What’s the common ground?
Quite a lot, it turns out. In fact, I’d go so far as to say they are about exactly the same thing: how narrative shapes society thus determines the shape of relationships in society thus dictates individual experience within that society.
The bulk of Woman Hating is critical analysis of specific stories that embody and enshrine violent misogyny. Some are textual, like The Story of O, some are cultural narratives that systematise(d) violence against women, such as the witch-hunts of the Middle Ages and beyond.
Dworkin is crystalline on the role of words in forming social experience:
Books are for the most part in Amerika commercial ventures. People write them to make money, to become famous, to build or augment other careers. Most Amerikans do not read books — they prefer television…. books and the writing of them have become embroidery on a dying way of life. Because there is contempt for the process of writing, for writing as a way of discovering meaning and truth, for reading as a piece of that same process, we destroy with regularity the few serious writers we have. We turn them into comic-book figures, bleed them of all privacy and courage and common sense, exorcise their vision from them as sport, demand that they entertain or be ignored into oblivion. And it is a great tragedy, for the work of the writer has never been more important than it is now in Amerika.
Many see that in this nightmared land language has no meaning and the work of the writer is ruined. Many see that the triumph of authoritarian consciousness is its ability to render the spoken and written word meaningless — so that we cannot talk or hear each other speak. It is the work of the writer to reclaim the language from those who use it to justify murder, plunder, violation.

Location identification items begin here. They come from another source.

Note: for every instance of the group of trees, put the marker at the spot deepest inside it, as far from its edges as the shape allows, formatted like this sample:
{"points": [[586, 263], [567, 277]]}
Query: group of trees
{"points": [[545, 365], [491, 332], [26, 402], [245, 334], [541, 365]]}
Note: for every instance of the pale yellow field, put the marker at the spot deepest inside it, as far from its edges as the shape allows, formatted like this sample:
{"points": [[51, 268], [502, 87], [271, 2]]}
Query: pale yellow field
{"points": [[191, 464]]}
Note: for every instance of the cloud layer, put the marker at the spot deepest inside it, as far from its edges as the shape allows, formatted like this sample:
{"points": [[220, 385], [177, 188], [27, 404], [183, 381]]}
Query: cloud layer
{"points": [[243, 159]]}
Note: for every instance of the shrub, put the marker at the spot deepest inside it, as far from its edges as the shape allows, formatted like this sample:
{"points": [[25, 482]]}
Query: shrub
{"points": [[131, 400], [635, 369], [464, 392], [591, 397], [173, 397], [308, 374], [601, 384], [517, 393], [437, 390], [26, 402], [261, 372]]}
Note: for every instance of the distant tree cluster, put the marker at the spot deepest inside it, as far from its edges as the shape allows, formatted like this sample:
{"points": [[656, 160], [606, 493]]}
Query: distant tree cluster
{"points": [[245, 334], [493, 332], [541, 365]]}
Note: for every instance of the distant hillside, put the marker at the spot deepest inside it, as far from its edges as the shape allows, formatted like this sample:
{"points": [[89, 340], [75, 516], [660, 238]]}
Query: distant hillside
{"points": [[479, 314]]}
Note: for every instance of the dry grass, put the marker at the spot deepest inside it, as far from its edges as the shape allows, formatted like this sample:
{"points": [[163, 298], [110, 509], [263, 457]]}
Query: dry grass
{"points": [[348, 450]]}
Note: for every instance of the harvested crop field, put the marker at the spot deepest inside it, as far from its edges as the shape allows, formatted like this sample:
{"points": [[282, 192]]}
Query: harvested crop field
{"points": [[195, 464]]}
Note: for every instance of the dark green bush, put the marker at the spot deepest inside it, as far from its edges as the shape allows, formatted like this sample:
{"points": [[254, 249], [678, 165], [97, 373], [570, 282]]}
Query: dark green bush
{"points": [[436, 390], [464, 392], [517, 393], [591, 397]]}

The writer can and must do the revolution work of using words to communicate, as community. …
To keep the sacred trust of the writer is simply to respect the people and to love the community.

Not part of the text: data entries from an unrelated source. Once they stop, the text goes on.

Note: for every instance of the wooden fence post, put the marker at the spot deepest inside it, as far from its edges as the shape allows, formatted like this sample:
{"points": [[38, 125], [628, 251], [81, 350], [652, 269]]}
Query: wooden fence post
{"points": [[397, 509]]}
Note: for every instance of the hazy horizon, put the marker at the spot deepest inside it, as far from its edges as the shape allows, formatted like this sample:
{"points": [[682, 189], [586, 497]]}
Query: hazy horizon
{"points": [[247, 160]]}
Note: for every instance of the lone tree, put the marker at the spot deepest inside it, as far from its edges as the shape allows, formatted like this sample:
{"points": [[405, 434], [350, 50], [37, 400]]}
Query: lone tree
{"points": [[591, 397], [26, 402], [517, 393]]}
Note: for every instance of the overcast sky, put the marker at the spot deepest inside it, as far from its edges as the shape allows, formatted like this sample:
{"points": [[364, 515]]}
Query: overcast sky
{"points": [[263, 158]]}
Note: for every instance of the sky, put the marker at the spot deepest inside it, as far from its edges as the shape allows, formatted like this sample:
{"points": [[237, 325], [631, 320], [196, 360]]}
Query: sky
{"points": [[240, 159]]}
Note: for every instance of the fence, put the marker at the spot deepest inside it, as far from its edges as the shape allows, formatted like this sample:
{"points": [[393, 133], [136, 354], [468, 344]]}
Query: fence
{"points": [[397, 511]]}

When words are misused, ignored or weaponised, people suffer. And this is as true in 2025 as it was when she published Woman Hating in 1974.
Published in 2001, hooks’ Salvation is equally trenchant on how narrative shapes reality. One area, she writes, where narrative has transformed experience is the glorification of materialism/condemnation of poverty in the United States.
In the past, by not attaching negative stigmas to material lack, black people effectively refused to allow material status to determine substantive value. In our churches we were constantly taught that being rich was not a virtue, that it was more virtuous to love one’s neighbor and to share resources, that greed was a sin. As the church started to become a site for class mobility (as churches evolved from places of worship to corporations, institutions requiring more money), these values were no longer emphasized… black folks of all classes began to buy into capitalist consumer thinking, which equated worth with material status….
More than racial assault, which black folks were quick to recognize and resist, this type of thinking was demoralizing. It was also terribly dangerous. It helped create a social climate in poor and destitute black communities were individuals were willing to rob, beat, and kill one another for material items…
When poor and destitute people of any race are made to feel that they really have no right to exist because they lack the material goods that give life meaning, it is this immoral climate that sets the state for widespread addiction. In recent years, when poverty has been depicted as a crime against humanity, poor people of all races have been seen as criminals and treated accordingly.
Dworkin and hooks both point to the creative power of narrative. The stories society tells itself become its reality.
Any meaningful change, at a personal or societal level, must begin with understanding narrative — how it’s formed, what it means, why it mattes.
Learning to craft stories isn’t just diversion, it’s our only chance of changing the world.
This means we must read as well as write, because we learn about stories from stories.
Some of the books that have changed my understanding of social stories:
Where Do We Go from Here? by Dr Martin Luther King, Jr.
All Quiet on the Western Front by Erich Maria Remarque
Sister Outsider by Audre Lorde
The Second Sex by Simone de Beauvoir
An Enemy of the People by Henrik Ibsen
Silent Spring by Rachel Carson
The Grapes of Wrath by John Steinbeck
As you can see from this list, socially significant writing is not limited in form or genre. Drama, poetry and fiction have as much to say and as active a role in shaping our world(s) as does philosophy or polemic.
Whatever we read, whatever we write, we have the privilege and duty to continually shape and reshape our self-narrative and the larger narratives of our communities.
What stories are you helping to write?